Full_Name: Kristopher William Zyp Version: LMDB 0.9.23 OS: Windows URL: https://github.com/kriszyp/node-lmdb/commit/7ff525ae57684a163d32af74a0ab9332... Submission from: (NULL) (71.199.6.148)
We have seen very poor performance on the sync of commits on large databases in Windows. On databases with 2GB of data, in writemap mode, the sync of even small commits is consistently well over 100ms (without writemap it is faster, but still slow). It is expected that a sync should take some time while waiting for disk confirmation of the writes, but more concerning is that these sync operations (in writemap mode) are instead dominated by nearly 100% system CPU utilization, so operations that requires sub-millisecond b-tree update operations are then dominated by very large amounts of system CPU cycles during the sync phase.
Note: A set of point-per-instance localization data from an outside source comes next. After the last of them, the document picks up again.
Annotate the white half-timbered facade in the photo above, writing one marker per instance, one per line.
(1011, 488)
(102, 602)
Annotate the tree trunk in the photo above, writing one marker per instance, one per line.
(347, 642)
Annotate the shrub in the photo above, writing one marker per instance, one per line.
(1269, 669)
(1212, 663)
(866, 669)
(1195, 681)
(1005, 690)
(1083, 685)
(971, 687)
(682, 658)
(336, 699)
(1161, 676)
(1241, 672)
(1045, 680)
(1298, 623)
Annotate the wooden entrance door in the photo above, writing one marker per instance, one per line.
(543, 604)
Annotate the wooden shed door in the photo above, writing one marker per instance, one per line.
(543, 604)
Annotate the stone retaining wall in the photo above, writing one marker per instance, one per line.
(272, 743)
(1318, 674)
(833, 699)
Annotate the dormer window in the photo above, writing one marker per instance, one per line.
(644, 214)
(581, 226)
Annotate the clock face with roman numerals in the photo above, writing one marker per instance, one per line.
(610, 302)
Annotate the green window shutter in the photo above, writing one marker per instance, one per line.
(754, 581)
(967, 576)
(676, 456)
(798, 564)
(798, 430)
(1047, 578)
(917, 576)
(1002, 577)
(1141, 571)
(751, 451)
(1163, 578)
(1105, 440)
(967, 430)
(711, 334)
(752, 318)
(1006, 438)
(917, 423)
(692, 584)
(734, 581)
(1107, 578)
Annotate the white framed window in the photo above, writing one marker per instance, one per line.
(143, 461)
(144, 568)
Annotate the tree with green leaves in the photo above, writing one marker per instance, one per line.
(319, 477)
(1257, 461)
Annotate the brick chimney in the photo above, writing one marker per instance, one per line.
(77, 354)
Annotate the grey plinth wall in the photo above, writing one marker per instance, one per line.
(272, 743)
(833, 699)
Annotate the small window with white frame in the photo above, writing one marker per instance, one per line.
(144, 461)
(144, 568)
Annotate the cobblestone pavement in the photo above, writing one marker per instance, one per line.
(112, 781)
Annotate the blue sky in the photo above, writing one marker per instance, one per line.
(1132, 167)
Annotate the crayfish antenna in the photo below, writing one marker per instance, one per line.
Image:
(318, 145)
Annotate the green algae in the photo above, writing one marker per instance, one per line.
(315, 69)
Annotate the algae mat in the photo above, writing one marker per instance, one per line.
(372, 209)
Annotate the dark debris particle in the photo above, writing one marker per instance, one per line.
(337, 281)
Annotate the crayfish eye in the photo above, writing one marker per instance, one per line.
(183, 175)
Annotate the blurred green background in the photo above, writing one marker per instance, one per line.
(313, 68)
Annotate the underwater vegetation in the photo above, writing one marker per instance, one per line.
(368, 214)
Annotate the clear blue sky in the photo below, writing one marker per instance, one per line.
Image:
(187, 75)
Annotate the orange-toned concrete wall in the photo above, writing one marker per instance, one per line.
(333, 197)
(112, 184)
I think that the fundamental problem is that FlushViewOfFile seems to be an O(n) operation where n is the size of the file (or map). I presume that Windows is scanning the entire map/file for dirty pages to flush, I'm guessing because it doesn't have an internal index of all the dirty pages for every file/map-view in the OS disk cache. Therefore, the turns into an extremely expensive, CPU-bound operation to find the dirty pages for (large file) and initiate their writes, which, of course, is contrary to the whole goal of a scalable database system. And FlushFileBuffers is also relatively slow as well. We have attempted to batch as many operations into single transaction as possible, but this is still a very large overhead.
The Windows docs for FlushFileBuffers itself warns about the inefficiencies of this function (https://docs.microsoft.com/en-us/windows/desktop/api/fileapi/nf-fileapi-flus...). Which also points to the solution: it is much faster to write out the dirty pages with WriteFile through a sync file handle (FILE_FLAG_WRITE_THROUGH).
The associated patch (https://github.com/kriszyp/node-lmdb/commit/7ff525ae57684a163d32af74a0ab9332...) is my attempt at implementing this solution, for Windows. Fortunately, with the design of LMDB, this is relatively straightforward. LMDB already supports writing out dirty pages with WriteFile calls. I added a write-through handle for sending these writes directly to disk. I then made that file-handle overlapped/asynchronously, so all the writes for a commit could be started in overlap mode, and (at least theoretically) transfer in parallel to the drive and then used GetOverlappedResult to wait for the completion. So basically mdb_page_flush becomes the sync. I extended the writing of dirty pages through WriteFile to writemap mode as well (for writing meta too), so that WriteFile with write-through can be used to flush the data without ever needing to call FlushViewOfFile or FlushFileBuffers. I also implemented support for write gathering in writemap mode where contiguous file positions infers contiguous memory (by tracking the starting position with wdp and writing contiguous pages in single operations). Sorting of the dirty list is maintained even in writemap mode for this purpose.
The performance benefits of this patch, in my testing, are considerable. Writing out/syncing transactions is typically over 5x faster in writemap mode, and 2x faster in standard mode. And perhaps more importantly (especially in environment with many threads/processes), the efficiency benefits are even larger, particularly in writemap mode, where there can be a 50-100x reduction in the system CPU usage by using this patch. This brings windows performance with sync'ed transactions in LMDB back into the range of "lightning" performance :).
All of these changes in the associated patch should only affect Windows. I actually had started with the approach of using a flag to indicate write-through behavior (here https://github.com/kriszyp/node-lmdb/commit/435ca423d0e13936f2a5f0193e994f54... if anyone wants to test it or play with it further). However, I didn't really see any substantive improvements in unix. It is possible that maybe with the use of dsync writes that are done asynchronously in parallel and wait for the completion (aio_write/aio_suspend), there might be a performance benefit opportunity, but I was less interested in this, and I assume you probably have already thoroughly explored these options already. In the end, I think it makes more sense to just make this the default behavior for Windows where the major improvement is, and don't change the unix behavior. Also, I don't think you can write to files that have an open writeable mapped region, so the implementation would be limited on unix anyway.
Anyway, this is certainly a more involved patch, in a sophisticated code-base, so I humbly present this for consideration. I have tested both the performance and the sync safety of this code. Our application has a high enough intensity of db interaction that it is actually pretty easy to reproduce LMDB data corruption by powering off a VM with the app running, if sync-mode is not enabled. And with my testing so far, sync-mode with this patch seems to preserve the rock-solid crash-proof design of LMDB. But I'd be glad to make any changes or cleanup needed, or if you want the patch to be submitted differently (it seems like using patches from my node repo fork has worked in the past though).